A Win is a Win


In a sport that often makes little to no sense, the Colorado Rockies really don’t make sense. They will finally return home from a difficult road trip on the heels of a 5-4 victory over the San Francisco Giants. After finding ways to lose multiple games they should have won, they stole a game from the Giants that they probably should have lost.

Let’s start with the walks. The Rockies issued 10 of them, and starter Jeremy Guthrie added a hit batter. Even against a mediocre offense that’s a dangerous way to live, especially for a pitching staff that is already struggling. Most notably Rex Brothers got himself out of bases loaded trouble in the 8th inning with a strikeout to keep the score tied at 4-4. He then stormed into the dugout shouting in celebration. Maybe this display fired up Marco Scutaro, similar to the way Scutaro fired up the team after a HBP earlier this year in Coors Field.

So many of the grueling losses that Rockies fans have to endure when the team is in California come to their endings because the offense fails to string together hits. It seems like they wait for somebody to be a hero and hit a solo home run late, even if they know it is not the path to success in those parks. Then, inevitably it seems, the other team does string together hits and win the game. To be fair, the rallies that the Rockies staged in the 6th and 7th innings were more ideal for a setting like AT&T Park. Having blown a lead and set up for another brutal loss, they got that elusive late home run in San Francisco. From Marco Scutaro, of all people.

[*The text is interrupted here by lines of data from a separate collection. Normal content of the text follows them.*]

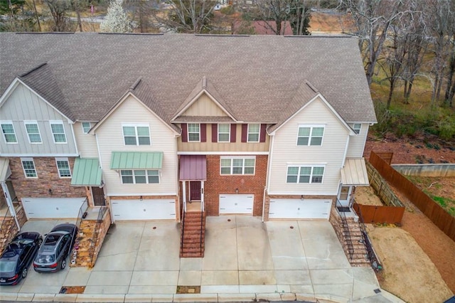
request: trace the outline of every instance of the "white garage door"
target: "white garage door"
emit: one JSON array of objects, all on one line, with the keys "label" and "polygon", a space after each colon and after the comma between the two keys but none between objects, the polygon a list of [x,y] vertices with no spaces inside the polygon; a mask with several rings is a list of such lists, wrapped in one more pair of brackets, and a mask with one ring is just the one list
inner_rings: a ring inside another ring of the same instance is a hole
[{"label": "white garage door", "polygon": [[111,200],[114,220],[176,219],[171,199]]},{"label": "white garage door", "polygon": [[28,219],[77,218],[85,198],[23,198],[22,206]]},{"label": "white garage door", "polygon": [[255,195],[220,195],[220,214],[253,214]]},{"label": "white garage door", "polygon": [[271,219],[328,220],[332,202],[319,199],[272,199],[269,218]]}]

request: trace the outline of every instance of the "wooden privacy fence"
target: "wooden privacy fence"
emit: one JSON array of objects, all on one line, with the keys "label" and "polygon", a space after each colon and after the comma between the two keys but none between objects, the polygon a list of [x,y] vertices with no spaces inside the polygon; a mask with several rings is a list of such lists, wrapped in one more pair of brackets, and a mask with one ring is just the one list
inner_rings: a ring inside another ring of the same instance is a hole
[{"label": "wooden privacy fence", "polygon": [[355,203],[354,211],[362,214],[364,223],[400,224],[405,213],[404,207],[376,206]]},{"label": "wooden privacy fence", "polygon": [[402,193],[441,230],[455,241],[455,217],[445,211],[433,199],[395,171],[374,152],[371,152],[369,161],[387,182]]}]

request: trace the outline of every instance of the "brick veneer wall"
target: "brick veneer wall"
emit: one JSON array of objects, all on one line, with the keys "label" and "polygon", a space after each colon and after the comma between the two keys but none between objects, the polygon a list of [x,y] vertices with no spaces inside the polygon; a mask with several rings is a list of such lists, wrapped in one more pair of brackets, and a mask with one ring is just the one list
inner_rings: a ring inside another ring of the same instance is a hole
[{"label": "brick veneer wall", "polygon": [[[68,158],[73,172],[74,157]],[[26,178],[21,158],[9,158],[11,179],[18,198],[78,198],[86,196],[84,186],[71,186],[71,178],[60,178],[55,158],[33,157],[38,179]],[[49,189],[52,193],[49,193]]]},{"label": "brick veneer wall", "polygon": [[267,155],[256,156],[254,176],[221,176],[220,156],[207,156],[207,181],[204,183],[204,198],[207,216],[220,215],[220,194],[252,193],[255,195],[253,216],[262,216],[262,199],[267,170]]}]

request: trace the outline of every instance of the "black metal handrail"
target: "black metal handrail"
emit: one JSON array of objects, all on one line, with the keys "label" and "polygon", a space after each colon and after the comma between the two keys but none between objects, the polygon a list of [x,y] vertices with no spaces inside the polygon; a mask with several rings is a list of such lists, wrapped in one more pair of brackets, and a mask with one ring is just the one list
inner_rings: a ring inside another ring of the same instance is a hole
[{"label": "black metal handrail", "polygon": [[[356,204],[355,201],[354,203]],[[358,222],[359,225],[360,227],[360,232],[362,233],[362,239],[363,240],[363,243],[365,244],[365,248],[367,250],[367,256],[368,257],[368,260],[371,264],[371,267],[375,271],[381,270],[382,269],[382,265],[380,263],[379,257],[375,251],[375,249],[373,247],[373,244],[370,238],[368,237],[368,233],[367,233],[366,227],[365,226],[365,222],[363,221],[363,216],[362,216],[362,211],[360,207],[355,208],[357,211],[354,210],[356,212],[357,216],[358,216]]]},{"label": "black metal handrail", "polygon": [[[336,208],[343,207],[340,201],[336,199]],[[340,214],[340,218],[341,218],[341,224],[343,225],[343,230],[344,231],[345,240],[346,241],[346,245],[348,245],[348,253],[349,253],[349,257],[350,260],[353,260],[353,256],[354,255],[354,245],[353,245],[353,240],[350,238],[350,233],[349,231],[349,225],[348,225],[348,220],[346,220],[346,215],[342,212],[338,211]]]}]

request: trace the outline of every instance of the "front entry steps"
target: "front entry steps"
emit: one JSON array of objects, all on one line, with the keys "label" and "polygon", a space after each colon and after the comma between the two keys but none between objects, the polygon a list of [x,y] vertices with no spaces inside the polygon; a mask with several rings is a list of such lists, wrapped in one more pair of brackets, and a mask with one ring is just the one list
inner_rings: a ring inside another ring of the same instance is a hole
[{"label": "front entry steps", "polygon": [[180,257],[203,257],[205,249],[205,212],[187,211],[183,216]]}]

Not that they should come to expect those kinds of moments to come more frequently in future west coast trips. Scutaro’s home run doesn’t make me any more willing to watch 8th and 9th inning fly balls die on the warning track in future San Francisco games.

If you had said the Rockies bullpen would melt down and they would need a late home run to win, I would say that’s probably a game the Rockies should lose. Thankfully for everybody involved, they somehow pulled it out. Josh Outman might be especially grateful, as his first outings on the team have been underwhelming. Granted he struggled in a somewhat strange situation last night, as Jim Tracy opted to have him bat for himself to lead off the 7th before pitching the bottom half of that inning. Matt Belisle then continued his own struggles, allowing the game-tying single. Add that to the list of reasons the Rockies shouldn’t have won: their most reliable reliever didn’t get it done…again.

The collective desperation for a win was truly apparent as closer Rafael Betancourt struggled to shut the door on the 9th inning. First it was Angel Pagan‘s stolen base with 2 outs, which stoked an animated reaction from Ramon Hernandez, who thought he had ended the game by throwing Pagan out. After a walk, Betancourt labored to get the pesky Nate Schierholtz for the final out of the game. Ball 3 came on a check swing in the dirt. Replays showed that Schierholtz clearly went, but 3rd base umpire Kerwin Danley said that he held up. Tracy sprang up as if he had just sat on a thumbtack, screaming at Danley from the dugout. He shouted everything but: “Come on Kerwin! We need this game SO BAD!”

As Betancourt finally got Schierholtz looking, he and Hernandez both pumped their fists emphatically. If you wanted to put a positive spin on things, you can see this reaction as a watershed moment for a team that still has a chance to turn things around. If you wanted to be a skeptic, you can see this reaction as a bad team making too much out of a rare victory. Let’s hope that Jamie Moyer can lead the team to a win tonight and a good start to the homestand.